Jim Mallan

Personal information
- Date of birth: 25 January 1924
- Place of birth: Govanhill, Scotland
- Date of death: 27 May 1969 (aged 45)
- Position: Right back

Senior career*
- Years: Team / Apps / (Gls)
- Pollok
- 1942–1953: Celtic / 90 / (0)
- 1953–1956: St Mirren / 65 / (0)
- Total:  / 155 / (0)

International career
- 1949: Scottish League XI / 1 / (0)

= Jim Mallan =

Scottish footballer (1924–1969)

James Mallan (25 January 1924 – 27 May 1969) was a Scottish footballer who played for Celtic and St Mirren as a defender.

==Career==
Having joined Celtic as a teenager, his time at the club coincided with one of the poorest eras in their history in terms of performances and trophies. He did win the Glasgow Cup in 1948–49, and had also featured regularly for four seasons during World War II which are not counted as official matches. At the end of that period he was sent off in a controversial 1946 Victory Cup match against Rangers which led to a lengthy suspension from the Scottish Football Association, so he was not able to make his Scottish Football League debut until December 1946.

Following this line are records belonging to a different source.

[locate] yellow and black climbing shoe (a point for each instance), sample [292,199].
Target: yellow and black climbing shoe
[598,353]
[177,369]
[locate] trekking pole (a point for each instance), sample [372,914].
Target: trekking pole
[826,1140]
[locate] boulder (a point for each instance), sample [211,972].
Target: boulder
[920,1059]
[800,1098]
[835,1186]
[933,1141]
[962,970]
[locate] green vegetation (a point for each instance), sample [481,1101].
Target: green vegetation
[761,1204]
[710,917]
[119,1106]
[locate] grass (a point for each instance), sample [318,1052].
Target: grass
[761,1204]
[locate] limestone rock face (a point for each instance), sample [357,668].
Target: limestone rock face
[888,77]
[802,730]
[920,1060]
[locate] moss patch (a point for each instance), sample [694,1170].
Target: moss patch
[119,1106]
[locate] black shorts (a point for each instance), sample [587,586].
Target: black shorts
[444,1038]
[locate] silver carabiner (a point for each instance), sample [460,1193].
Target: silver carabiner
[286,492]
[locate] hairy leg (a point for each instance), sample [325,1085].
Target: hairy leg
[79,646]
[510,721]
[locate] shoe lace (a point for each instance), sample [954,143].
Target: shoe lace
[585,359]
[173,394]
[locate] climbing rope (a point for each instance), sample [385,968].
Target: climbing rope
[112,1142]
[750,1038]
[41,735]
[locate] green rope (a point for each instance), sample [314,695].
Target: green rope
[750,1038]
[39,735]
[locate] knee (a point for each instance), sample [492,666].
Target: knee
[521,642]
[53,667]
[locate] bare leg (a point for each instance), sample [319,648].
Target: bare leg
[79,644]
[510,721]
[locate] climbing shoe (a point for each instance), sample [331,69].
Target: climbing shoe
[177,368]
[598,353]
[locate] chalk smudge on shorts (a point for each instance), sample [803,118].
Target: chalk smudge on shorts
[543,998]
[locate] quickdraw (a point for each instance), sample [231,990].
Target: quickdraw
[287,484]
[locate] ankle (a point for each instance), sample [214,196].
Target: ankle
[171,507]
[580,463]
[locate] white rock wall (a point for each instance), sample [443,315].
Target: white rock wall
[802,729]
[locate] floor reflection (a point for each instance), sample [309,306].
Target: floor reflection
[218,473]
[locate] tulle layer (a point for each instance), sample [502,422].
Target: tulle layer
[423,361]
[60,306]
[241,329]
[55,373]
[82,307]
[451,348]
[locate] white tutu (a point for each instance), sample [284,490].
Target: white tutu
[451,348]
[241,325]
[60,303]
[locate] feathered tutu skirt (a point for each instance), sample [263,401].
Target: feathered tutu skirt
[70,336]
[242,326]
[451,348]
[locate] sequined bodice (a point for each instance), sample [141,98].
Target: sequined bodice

He was selected for the Scottish League XI once, in 1949, but was criticised for his performance in a 3–0 defeat to the Football League XI, which he felt was unjust.

At St Mirren, he was responsible for scoring an own goal in the 1955 Scottish League Cup Final against Aberdeen, who went on to win the match 2–1. He retired from playing at the end of the season, and later ran a public house in Paisley. He died in 1969, aged 45.

==Personal life==
Jimmy was the first of four generations of Mallan men to play football to a high level. His son, also Jimmy, played Junior football as a striker, scoring a hat-trick for Johnstone Burgh in the 1964 Scottish Junior Cup final. His grandson Stevie, a striker born in 1967, played for several Scottish Football League clubs in the 1990s, and after moving to Junior football in his mid-30s, played for several more years and appeared in the 2011 Scottish Junior Cup Final at the age of 44. His great-grandson, also Stevie, born in 1996, made his debut as a midfielder for St Mirren in November 2014 and played 100 games for the club before moving to England, later signing for Hibernian.